One of the key aspects of the emerging Internet of Things - where real-world objects are connected to the Internet - is the massive amount of new data on the Web that will result. As more and more "things" in the world are connected to the Internet, it follows that more data will be uploaded to and downloaded from the cloud. And this is in addition to the burgeoning amount of user-generated content - which has increased 15-fold over the past few years, according to a presentation that Google VP Marissa Mayer made last August at Xerox PARC. Mayer said during her presentation that this "data explosion is bigger than Moore's law."
(For those of you that are wondering, "Moore's law" refers to the theory that data doubles every 18 months.)
After recently stumbling across several articles mentioning the "data explosion" (notably one at information-management.com) it got me thinking about the masses of data being created every second in the world today. In the info-mgmt article they had a couple of interesting paragraphs about the causes of the data explosion, and how to cope with it.
- In today’s 24x7 business world with demand for timely and relevant information, devising a forward-looking big data strategy is critical to ensure your organization can effectively leverage data from all available sources and quickly turn it into a competitive advantage
- Online and offline behavior are blending into a single entity.
- There are many sources of data that are contributing to this remarkable data growth.
- Data comes from mobile, Internet and traditional sources... and people are evolving from information consumers to producers, by creating their own data.
- Common but often ineffective coping methods: adding more hardware, pushing data transformations elsewhere, such as down into the database, or custom coding when addressing data performance problems that arise as data volumes grow.
- Overall objective: quickly adapt and respond to changing business demands.
- Integrating enterprise data and new sources of data (e.g. web data) is the way forward for timely, accurate access to information as a basis for making business decisions.
- To manage big data for the long-term as data volumes continue to grow, look to create a fast, efficient, simple cost-effective data integration environment.
- With a sound strategy in place, big data can actually help provide the key to unlocking an organization’s next big opportunity.
So what are some reasons for the data explosion?
1. A major trend over the last few years has seen many organisations implementing ERP and CRM solutions. This in turn has caused a dramatic increase in the amount of data we are storing about our customers, prospects, partners and suppliers.
2. The current economic state of the world is likely to have resulted in a higher number of business deals, such as mergers and acquisitions. This in turn has resulted in growing data volumes, with the associated issues such as duplication of information. Organizations therefore have to not only manage all of their own data, both old and new, but also this wave of incoming data from other sources.

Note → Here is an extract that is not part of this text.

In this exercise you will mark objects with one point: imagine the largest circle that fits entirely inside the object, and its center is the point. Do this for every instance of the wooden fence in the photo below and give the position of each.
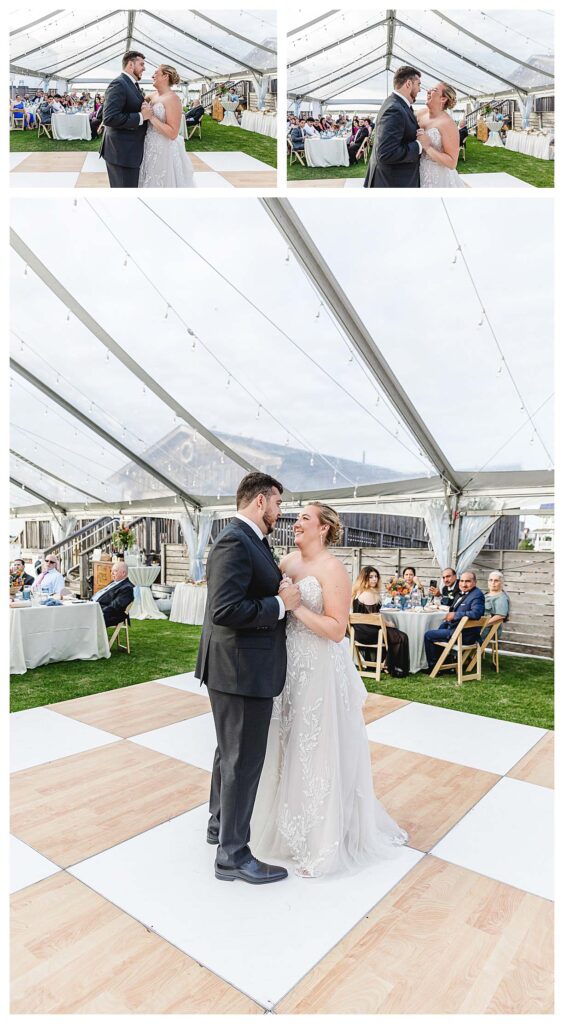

3. Legislation changes could also have played a major part in the retention of data. The laws have changed around how we use, store and maintain our data. Organizations are often required to hang on to more data, for longer.
4. The improvements in technology and database capabilities have changed the way data is stored and scaled, and the structure and format of the data. New innovations have enabled more and more data to be managed and supported, while improvements in speed, quality and storage are being made all the time.
Coping with the data explosion
Be open-minded to change. A typical response is simply to add more hardware to the system, more storage, more servers and more bandwidth, but this does not generally solve the issue - in fact it can contribute to capturing more data, and thereby increasing the cost of maintenance and storage with more servers, IT staff and bigger facilities to house it all. Find out what works for you and your organization best. For example - choosing your data storage. Relational databases are ideally suited to the task of capturing and storing huge quantities of data and are designed to cope with a massive throughput of transactions. Then you can choose an analysis tool that compliments your already existing business intelligence investment.